Les Romains qui entouraient César eurent un moment de stupeur et presque de crainte, quand ils virent chevaucher vers eux l’homme qui les avait si souvent forcés à trembler pour leur vie. L’air farouche, la stature superbe, le corps étincelant d’or, d’argent et d’émail, il dut paraître plus grand qu’un être humain, auguste comme un héros: tel que se montra Décius, lorsque, se dévouant aux dieux pour sauver ses légions, il s’était précipité à cheval au travers des rangs ennemis.
VII
C’était bien, en effet, un acte de dévotion religieuse, de dévoûment sacré, qu’accomplissait Vercingétorix. Il s’offrit à César et aux dieux suivant le rite mystérieux des expiations volontaires.
Il arrivait, paré comme une hostie. Il fit à cheval le tour du tribunal, traçant rapidement autour de César un cercle continu, ainsi qu’une victime qu’on promène et présente le long d’une enceinte sacrée. Puis il s’arrêta devant le proconsul, sauta à bas de son cheval, arracha ses armes et ses phalères, les jeta aux pieds du vainqueur: venu dans l’appareil du soldat, il se dépouillait d’un geste symbolique, pour se transformer en vaincu et se montrer en captif. Enfin il s’avança, s’agenouilla, et, sans prononcer une parole, tendit les deux mains en avant vers César, dans le mouvement de l’homme qui supplie une divinité.
Les spectateurs de cette étrange scène demeuraient silencieux. L’étonnement faisait place à la pitié. Le roi de la Gaule s’était désarmé lui-même, avouant et déclarant sa défaite aux hommes et aux dieux. Les Romains se sentirent émus, et le dernier instant que Vercingétorix demeura libre sous le ciel de son pays lui valut une victoire morale d’une rare grandeur.

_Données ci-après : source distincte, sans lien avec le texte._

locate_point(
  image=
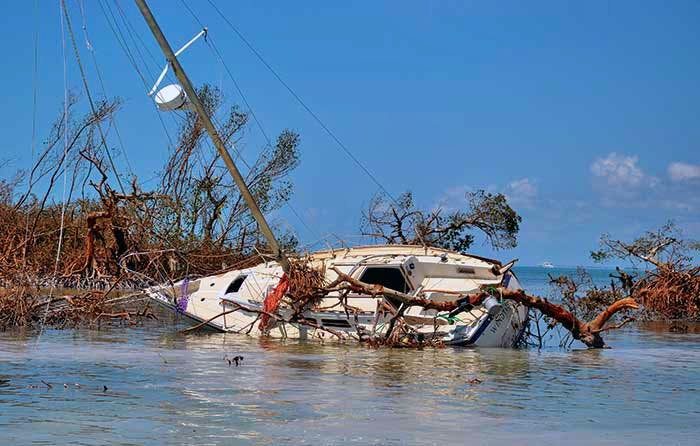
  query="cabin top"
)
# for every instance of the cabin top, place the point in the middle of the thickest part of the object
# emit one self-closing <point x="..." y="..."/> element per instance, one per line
<point x="401" y="250"/>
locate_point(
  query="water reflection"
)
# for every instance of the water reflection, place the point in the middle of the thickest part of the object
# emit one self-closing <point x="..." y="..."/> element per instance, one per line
<point x="166" y="388"/>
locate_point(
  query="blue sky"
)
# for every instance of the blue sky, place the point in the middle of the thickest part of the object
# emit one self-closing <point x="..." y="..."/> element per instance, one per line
<point x="586" y="114"/>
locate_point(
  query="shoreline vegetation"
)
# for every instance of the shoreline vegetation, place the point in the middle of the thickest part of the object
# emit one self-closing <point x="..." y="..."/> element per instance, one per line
<point x="110" y="236"/>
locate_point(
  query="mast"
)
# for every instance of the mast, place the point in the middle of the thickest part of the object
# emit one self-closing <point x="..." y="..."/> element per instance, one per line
<point x="280" y="257"/>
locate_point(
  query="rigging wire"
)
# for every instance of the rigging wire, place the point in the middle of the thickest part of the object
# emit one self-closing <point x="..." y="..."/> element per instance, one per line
<point x="89" y="96"/>
<point x="35" y="88"/>
<point x="119" y="36"/>
<point x="112" y="118"/>
<point x="65" y="171"/>
<point x="303" y="103"/>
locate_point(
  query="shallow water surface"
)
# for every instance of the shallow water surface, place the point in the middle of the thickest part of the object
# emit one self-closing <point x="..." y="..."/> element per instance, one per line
<point x="167" y="388"/>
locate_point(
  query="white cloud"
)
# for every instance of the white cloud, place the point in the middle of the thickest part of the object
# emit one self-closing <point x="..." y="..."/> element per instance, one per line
<point x="522" y="192"/>
<point x="618" y="170"/>
<point x="683" y="171"/>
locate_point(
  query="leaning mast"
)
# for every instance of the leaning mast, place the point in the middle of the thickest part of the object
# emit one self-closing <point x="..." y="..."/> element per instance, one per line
<point x="280" y="257"/>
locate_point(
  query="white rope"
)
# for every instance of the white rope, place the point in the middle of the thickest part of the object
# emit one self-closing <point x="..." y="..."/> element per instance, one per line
<point x="65" y="170"/>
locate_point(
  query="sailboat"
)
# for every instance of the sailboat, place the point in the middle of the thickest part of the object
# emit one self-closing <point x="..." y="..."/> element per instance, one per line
<point x="252" y="300"/>
<point x="429" y="273"/>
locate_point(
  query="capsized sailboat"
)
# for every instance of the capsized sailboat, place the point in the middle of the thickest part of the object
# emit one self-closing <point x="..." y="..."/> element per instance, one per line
<point x="430" y="273"/>
<point x="254" y="300"/>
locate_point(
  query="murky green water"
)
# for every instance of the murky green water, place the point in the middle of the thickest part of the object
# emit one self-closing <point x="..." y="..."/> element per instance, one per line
<point x="166" y="388"/>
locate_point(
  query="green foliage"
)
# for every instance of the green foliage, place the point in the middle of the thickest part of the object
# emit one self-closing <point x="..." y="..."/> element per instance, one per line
<point x="663" y="246"/>
<point x="402" y="222"/>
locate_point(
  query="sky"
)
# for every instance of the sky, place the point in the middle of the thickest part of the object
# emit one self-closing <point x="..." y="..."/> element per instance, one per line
<point x="585" y="114"/>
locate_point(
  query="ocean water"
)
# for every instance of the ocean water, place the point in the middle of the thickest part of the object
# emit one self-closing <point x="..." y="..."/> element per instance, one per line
<point x="151" y="385"/>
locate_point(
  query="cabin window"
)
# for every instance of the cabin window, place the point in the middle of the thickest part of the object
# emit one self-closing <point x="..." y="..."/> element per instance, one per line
<point x="389" y="277"/>
<point x="236" y="284"/>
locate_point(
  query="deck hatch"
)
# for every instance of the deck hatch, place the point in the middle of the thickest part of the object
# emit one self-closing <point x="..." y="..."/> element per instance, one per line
<point x="236" y="284"/>
<point x="390" y="277"/>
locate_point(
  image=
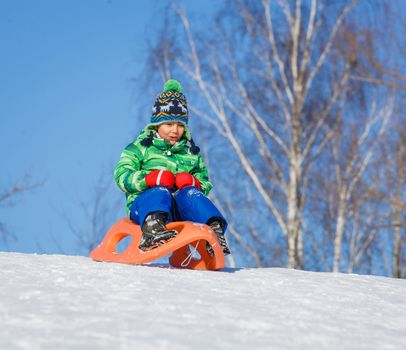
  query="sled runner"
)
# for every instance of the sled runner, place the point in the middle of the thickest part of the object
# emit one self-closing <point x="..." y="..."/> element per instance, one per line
<point x="189" y="235"/>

Elle s’accrut encore par l’attitude de César: le proconsul montra trop qu’il était le maître, et qu’il l’était par la force. Il ne put toujours, dans sa vie, supporter la bonne fortune avec la même fermeté que la mauvaise. Vercingétorix se taisait: son rival eut le tort de parler, et de le faire, non pas avec la dignité d’un vainqueur, mais avec la colère d’un ennemi. Il reprocha à l’adversaire désarmé et immobile d’avoir trahi l’ancien pacte d’alliance, et il se laissa aller à la faiblesse des rancunes banales.
Puis il agréa sa victime, et donna ordre aux soldats de l’enfermer, en attendant l’heure du sacrifice.